This week, the Department for Work and Pensions released its Automatic enrolment evaluation report for 2019. It revealed that the percentage of people saving for their retirement through a workplace pension scheme grew from 55% in 2012 to a healthy 87% in 2018.
That means 10.2 million more people have started to build their own pension savings since the introduction of auto enrolment in 2012.
Work and Pensions Secretary Therese Coffey said: “Automatic enrolment has been an incredible success. It has transformed the retirement prospects of millions of people, bringing them into a workplace pension when they could otherwise have slipped through the savings net.”
However, the government needs to do much more to strengthen the auto enrolment pensions landscape.
The budget on 11 March is the ideal opportunity to tackle three key issues: the net pay anomaly, the £10,000 earnings band, and the growing numbers of deferred members of auto enrolment schemes.
A solution to the net pay anomaly
The net pay anomaly currently requires low-earners to pay up to another £64 from their pay packet to get the same pension as their higher earning counterparts, which is unfair.
As a member of the pensions industry’s Net Pay Action Group, we’ve worked to identify a simple solution. Using the existing P800 tax form, HMRC could use the data it already collects from pay as you earn (PAYE) schemes to identify those savers who’ve contributed to a net pay scheme, but who also fall below the income tax threshold.
The group has presented the solution to HMRC and Treasury officials and it now only needs careful legislative drafting to put this into effect.
In the meantime, NOW: Pensions remains the only net pay scheme that credits low-earners with tax relief, which we do out of our own resources.
Getting rid of the £10k qualifying earnings band
Back in 2017, the Conservative Party pledged to review the £10,000 qualifying earnings threshold as part of the annual auto enrolment review. The threshold means that pension contributions are payable on all earnings, rather than starting at the current £6,136 minimum threshold.
Removing this limit will benefit lower paid workers and help close the gender pensions gap – three quarters of individuals who don’t meet the £10,000 threshold requirement are women.
Most of the disadvantage women experience in pension saving occurs during their 20s and 30s as they combine looking after a young family with working part-time or even exiting the workplace entirely. This has a greater effect than the gender pay gap.
The qualifying earnings band means low earners and part-time workers are potentially missing out on a pension contribution of 8% of their salary.
Deferred members with small pension pots
While auto enrolment has made pension saving possible for a wider range of workers, particularly transient workers, it has created a rapidly growing number of deferred, or non-contributory, scheme members.
People who frequently move jobs can find themselves with several small pension pots and the associated costs of maintaining these inactive schemes.
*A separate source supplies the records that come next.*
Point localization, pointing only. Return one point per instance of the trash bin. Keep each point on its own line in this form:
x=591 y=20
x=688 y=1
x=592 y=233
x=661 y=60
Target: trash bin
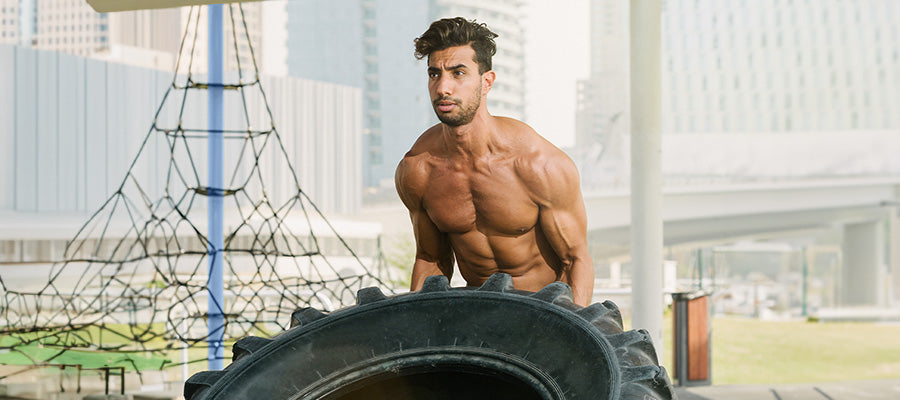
x=691 y=345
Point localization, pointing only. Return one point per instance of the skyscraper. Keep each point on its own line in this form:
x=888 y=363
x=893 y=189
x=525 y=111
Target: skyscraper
x=753 y=66
x=149 y=38
x=369 y=44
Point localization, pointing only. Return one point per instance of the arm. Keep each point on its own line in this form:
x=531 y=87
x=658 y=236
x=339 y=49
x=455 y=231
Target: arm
x=433 y=253
x=564 y=222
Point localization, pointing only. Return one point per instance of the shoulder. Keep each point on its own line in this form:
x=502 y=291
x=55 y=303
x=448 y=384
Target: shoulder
x=545 y=169
x=414 y=168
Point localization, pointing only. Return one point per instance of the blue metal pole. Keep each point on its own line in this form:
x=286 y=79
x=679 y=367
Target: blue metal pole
x=215 y=285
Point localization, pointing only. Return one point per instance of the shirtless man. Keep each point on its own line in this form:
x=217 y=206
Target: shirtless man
x=488 y=190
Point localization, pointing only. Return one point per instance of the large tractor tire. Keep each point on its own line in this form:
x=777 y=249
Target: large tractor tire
x=493 y=342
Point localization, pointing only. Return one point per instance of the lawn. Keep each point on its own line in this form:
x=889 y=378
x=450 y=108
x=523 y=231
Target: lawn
x=753 y=351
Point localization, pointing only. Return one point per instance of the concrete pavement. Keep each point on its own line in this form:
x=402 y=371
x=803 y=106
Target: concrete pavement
x=856 y=390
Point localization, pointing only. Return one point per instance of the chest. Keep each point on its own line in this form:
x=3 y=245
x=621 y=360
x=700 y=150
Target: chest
x=494 y=202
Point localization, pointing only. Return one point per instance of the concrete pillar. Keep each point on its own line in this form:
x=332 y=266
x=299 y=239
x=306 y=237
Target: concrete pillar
x=646 y=169
x=862 y=271
x=893 y=262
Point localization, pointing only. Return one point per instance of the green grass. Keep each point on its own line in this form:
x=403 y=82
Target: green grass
x=748 y=351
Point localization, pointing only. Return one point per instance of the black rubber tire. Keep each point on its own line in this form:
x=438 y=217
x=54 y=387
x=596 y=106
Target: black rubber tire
x=493 y=343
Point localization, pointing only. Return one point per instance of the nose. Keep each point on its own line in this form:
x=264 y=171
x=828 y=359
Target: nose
x=444 y=86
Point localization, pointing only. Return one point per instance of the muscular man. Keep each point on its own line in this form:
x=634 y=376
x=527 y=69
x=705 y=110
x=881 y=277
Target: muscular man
x=488 y=190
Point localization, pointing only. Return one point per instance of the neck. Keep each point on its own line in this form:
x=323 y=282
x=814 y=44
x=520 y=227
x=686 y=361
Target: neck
x=471 y=140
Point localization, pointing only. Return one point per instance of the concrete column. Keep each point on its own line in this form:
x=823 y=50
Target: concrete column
x=646 y=169
x=893 y=262
x=863 y=250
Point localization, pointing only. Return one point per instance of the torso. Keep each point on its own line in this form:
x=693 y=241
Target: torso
x=488 y=212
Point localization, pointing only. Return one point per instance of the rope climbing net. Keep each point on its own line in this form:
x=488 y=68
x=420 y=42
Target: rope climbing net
x=134 y=278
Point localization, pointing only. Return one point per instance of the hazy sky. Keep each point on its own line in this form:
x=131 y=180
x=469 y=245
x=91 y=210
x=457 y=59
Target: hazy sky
x=557 y=37
x=557 y=40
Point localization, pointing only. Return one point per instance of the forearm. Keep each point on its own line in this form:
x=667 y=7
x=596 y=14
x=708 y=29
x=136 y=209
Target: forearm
x=423 y=269
x=580 y=276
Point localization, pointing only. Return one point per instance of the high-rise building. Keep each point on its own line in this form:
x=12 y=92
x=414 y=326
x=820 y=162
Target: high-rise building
x=150 y=38
x=369 y=44
x=602 y=106
x=746 y=66
x=751 y=66
x=9 y=22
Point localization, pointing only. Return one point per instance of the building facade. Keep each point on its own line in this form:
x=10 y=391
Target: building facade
x=147 y=38
x=369 y=44
x=751 y=66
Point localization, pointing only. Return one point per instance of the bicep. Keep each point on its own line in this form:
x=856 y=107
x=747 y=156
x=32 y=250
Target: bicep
x=563 y=218
x=432 y=245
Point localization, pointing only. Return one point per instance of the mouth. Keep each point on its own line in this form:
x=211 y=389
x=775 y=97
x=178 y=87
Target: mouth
x=445 y=105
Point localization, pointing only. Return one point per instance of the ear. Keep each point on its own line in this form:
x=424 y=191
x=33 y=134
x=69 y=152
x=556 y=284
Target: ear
x=487 y=81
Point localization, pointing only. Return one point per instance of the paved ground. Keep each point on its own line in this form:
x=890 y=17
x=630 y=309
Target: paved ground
x=857 y=390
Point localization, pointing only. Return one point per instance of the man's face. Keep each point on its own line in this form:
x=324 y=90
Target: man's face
x=454 y=84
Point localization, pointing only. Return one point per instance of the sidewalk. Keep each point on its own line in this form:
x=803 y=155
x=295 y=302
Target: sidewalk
x=856 y=390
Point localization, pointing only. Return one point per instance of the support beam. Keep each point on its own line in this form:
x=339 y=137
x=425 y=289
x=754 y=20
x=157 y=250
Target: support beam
x=646 y=170
x=863 y=248
x=215 y=149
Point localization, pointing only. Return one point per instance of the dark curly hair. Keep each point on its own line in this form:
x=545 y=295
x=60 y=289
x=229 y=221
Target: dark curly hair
x=451 y=32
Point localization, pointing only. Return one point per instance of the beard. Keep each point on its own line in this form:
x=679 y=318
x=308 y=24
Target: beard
x=465 y=111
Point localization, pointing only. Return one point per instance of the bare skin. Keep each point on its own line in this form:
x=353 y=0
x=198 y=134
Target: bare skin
x=490 y=192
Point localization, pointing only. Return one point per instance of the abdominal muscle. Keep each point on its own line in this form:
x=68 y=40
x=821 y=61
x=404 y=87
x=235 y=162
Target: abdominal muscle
x=479 y=256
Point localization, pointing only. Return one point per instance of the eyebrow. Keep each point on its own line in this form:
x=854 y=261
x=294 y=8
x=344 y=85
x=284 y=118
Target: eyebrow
x=459 y=66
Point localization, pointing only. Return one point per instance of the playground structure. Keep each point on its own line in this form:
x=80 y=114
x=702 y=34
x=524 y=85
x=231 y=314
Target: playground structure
x=144 y=285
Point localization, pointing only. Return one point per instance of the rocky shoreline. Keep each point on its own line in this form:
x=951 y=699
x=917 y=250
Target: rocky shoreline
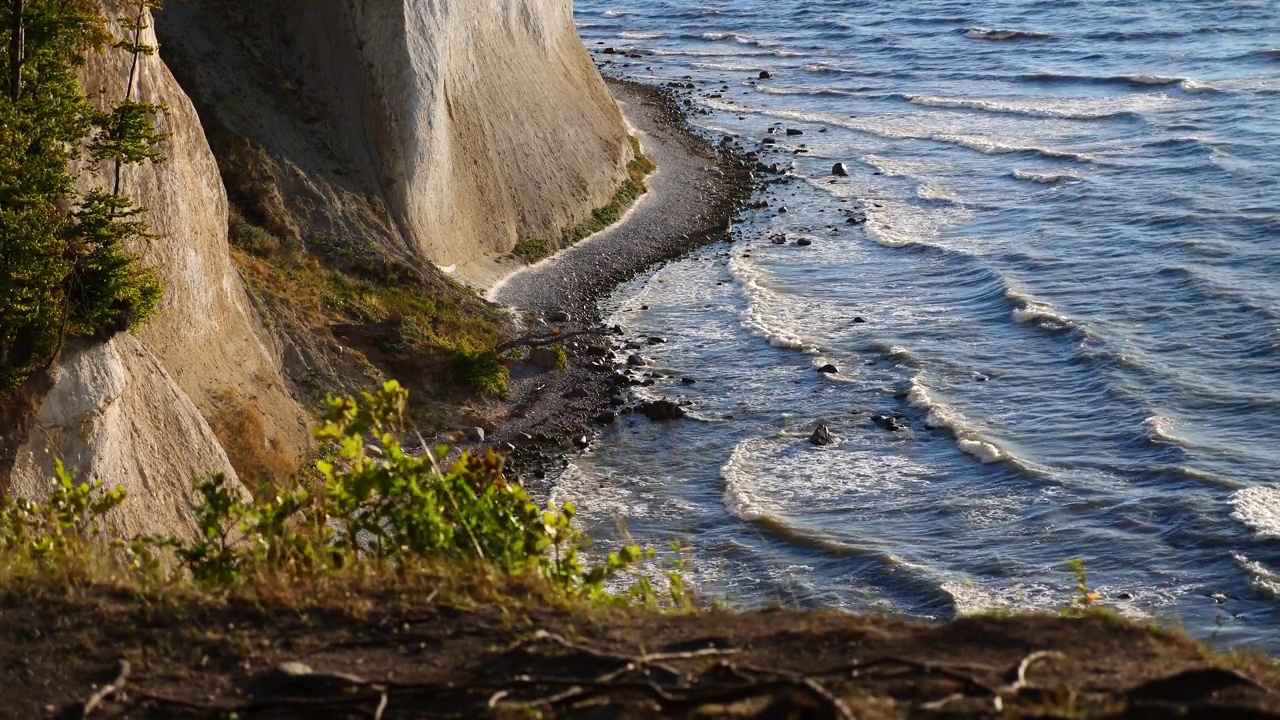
x=691 y=201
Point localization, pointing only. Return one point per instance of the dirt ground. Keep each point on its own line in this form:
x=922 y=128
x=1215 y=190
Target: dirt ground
x=110 y=654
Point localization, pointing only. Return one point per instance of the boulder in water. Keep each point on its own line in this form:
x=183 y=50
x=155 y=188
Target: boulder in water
x=662 y=410
x=821 y=436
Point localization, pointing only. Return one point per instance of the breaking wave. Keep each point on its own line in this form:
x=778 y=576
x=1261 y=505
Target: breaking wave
x=1185 y=85
x=1162 y=431
x=941 y=415
x=1028 y=309
x=1043 y=178
x=1001 y=33
x=1065 y=109
x=1258 y=509
x=763 y=315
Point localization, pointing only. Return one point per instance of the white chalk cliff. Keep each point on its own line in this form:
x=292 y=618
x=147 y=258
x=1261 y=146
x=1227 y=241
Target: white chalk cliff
x=419 y=130
x=435 y=131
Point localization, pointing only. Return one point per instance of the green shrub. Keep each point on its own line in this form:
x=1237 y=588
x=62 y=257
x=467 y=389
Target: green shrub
x=59 y=533
x=68 y=273
x=480 y=370
x=533 y=250
x=373 y=505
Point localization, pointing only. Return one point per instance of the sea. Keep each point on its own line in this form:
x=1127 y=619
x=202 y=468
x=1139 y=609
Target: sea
x=1050 y=283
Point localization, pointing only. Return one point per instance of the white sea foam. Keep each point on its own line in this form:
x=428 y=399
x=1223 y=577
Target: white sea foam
x=1261 y=578
x=766 y=309
x=1161 y=429
x=978 y=32
x=972 y=598
x=785 y=477
x=931 y=191
x=1043 y=178
x=967 y=434
x=1138 y=604
x=1258 y=509
x=814 y=92
x=1028 y=309
x=1077 y=109
x=736 y=37
x=910 y=130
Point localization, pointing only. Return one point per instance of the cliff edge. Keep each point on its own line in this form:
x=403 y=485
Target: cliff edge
x=429 y=132
x=379 y=142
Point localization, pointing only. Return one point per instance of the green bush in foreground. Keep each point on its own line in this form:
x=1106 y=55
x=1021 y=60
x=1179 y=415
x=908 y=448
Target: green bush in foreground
x=480 y=370
x=373 y=506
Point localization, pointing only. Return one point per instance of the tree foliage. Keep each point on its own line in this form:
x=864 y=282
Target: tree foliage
x=65 y=261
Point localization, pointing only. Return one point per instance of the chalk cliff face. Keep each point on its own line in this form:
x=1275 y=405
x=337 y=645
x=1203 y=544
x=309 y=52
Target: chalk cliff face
x=142 y=411
x=430 y=131
x=415 y=131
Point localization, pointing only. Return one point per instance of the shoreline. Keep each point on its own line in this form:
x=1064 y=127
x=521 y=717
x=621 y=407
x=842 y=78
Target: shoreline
x=690 y=203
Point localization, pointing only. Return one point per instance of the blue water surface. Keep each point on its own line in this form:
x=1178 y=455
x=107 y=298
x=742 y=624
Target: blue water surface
x=1063 y=279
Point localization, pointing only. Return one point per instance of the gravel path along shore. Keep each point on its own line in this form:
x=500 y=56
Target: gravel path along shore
x=690 y=203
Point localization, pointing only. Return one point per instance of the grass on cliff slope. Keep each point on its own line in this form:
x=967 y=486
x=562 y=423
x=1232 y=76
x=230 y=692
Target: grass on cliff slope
x=424 y=329
x=632 y=187
x=415 y=591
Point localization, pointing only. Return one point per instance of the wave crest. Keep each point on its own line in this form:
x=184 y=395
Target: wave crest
x=945 y=417
x=1043 y=178
x=759 y=318
x=1258 y=509
x=978 y=32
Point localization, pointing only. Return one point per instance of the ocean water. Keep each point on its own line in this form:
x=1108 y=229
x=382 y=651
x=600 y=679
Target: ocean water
x=1069 y=282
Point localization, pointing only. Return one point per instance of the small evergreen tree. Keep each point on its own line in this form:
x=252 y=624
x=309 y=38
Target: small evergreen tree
x=65 y=269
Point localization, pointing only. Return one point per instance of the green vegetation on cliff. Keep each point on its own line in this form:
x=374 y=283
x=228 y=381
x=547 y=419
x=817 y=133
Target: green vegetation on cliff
x=67 y=267
x=370 y=507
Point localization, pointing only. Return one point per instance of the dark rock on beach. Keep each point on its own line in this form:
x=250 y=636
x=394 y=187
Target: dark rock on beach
x=821 y=437
x=662 y=410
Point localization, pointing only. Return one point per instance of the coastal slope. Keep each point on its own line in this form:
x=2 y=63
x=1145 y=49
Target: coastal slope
x=423 y=131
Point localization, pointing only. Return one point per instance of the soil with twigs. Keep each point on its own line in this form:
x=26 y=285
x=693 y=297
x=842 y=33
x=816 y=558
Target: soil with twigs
x=103 y=654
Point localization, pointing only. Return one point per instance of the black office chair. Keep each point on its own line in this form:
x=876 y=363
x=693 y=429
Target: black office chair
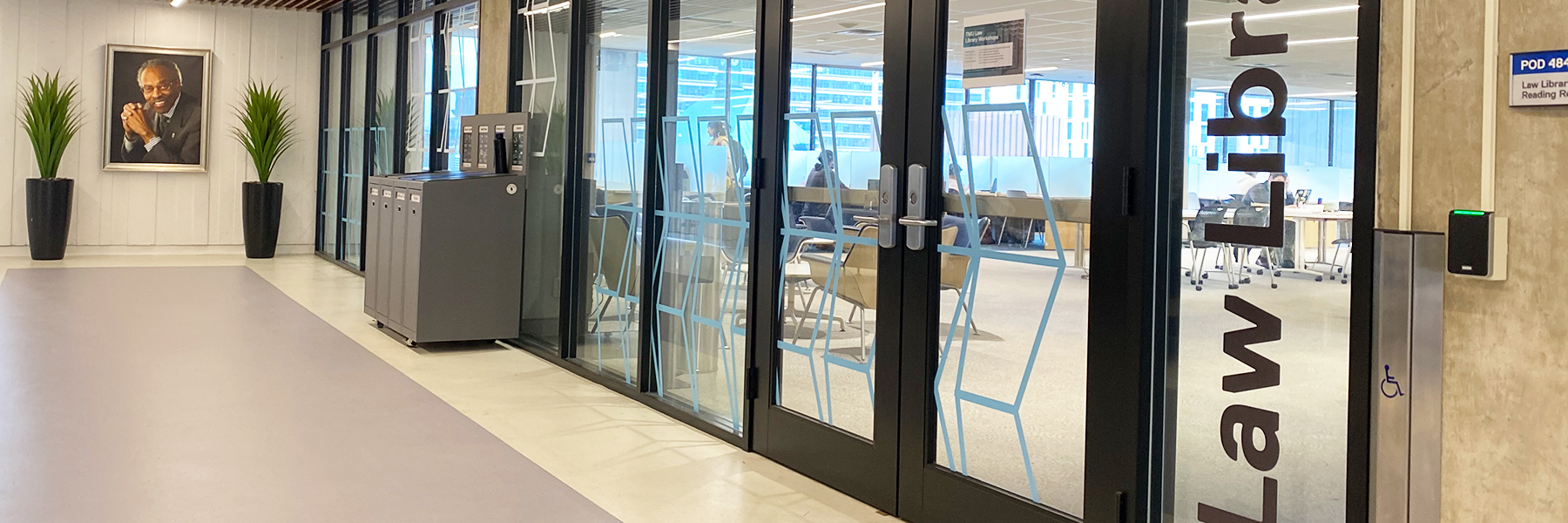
x=1250 y=215
x=1213 y=214
x=1342 y=242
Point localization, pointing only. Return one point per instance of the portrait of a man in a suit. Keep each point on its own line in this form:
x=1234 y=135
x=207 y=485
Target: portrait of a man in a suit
x=157 y=111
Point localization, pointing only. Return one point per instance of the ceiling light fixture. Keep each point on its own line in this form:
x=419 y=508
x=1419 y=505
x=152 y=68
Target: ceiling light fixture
x=1322 y=41
x=715 y=37
x=839 y=11
x=1283 y=15
x=549 y=8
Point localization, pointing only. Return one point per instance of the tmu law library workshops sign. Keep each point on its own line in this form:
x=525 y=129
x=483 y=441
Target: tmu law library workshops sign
x=1538 y=78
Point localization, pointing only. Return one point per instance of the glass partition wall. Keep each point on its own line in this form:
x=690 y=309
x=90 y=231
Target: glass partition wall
x=391 y=96
x=1272 y=237
x=968 y=260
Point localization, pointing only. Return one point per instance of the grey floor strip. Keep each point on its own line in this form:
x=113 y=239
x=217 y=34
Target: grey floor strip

This short-changes savers and threatens to undermine the value for money the industry aims to deliver for its members.
The government must find an effective solution to this issue to help this group of pension savers.
Adrian Boulding, Director of Policy, NOW: Pensions said: “The introduction of auto enrolment in 2012 has been a huge success bringing 10.2 million more people into pension savings. Many of these people were previously overlooked by employers offering pension schemes.
“Now that we are nearly a year into the highest planned minimum contribution increase, we have seen the vast benefits of the scheme. However, this is not enough – we must make auto enrolment work for everyone. NOW: Pensions was set up to make pension saving fairer for all and to help everyone build a pension pot for the retirement that they deserve. All of these matters have a financial impact and we need HM Treasury’s help to deliver these improvements to the pensions landscape.”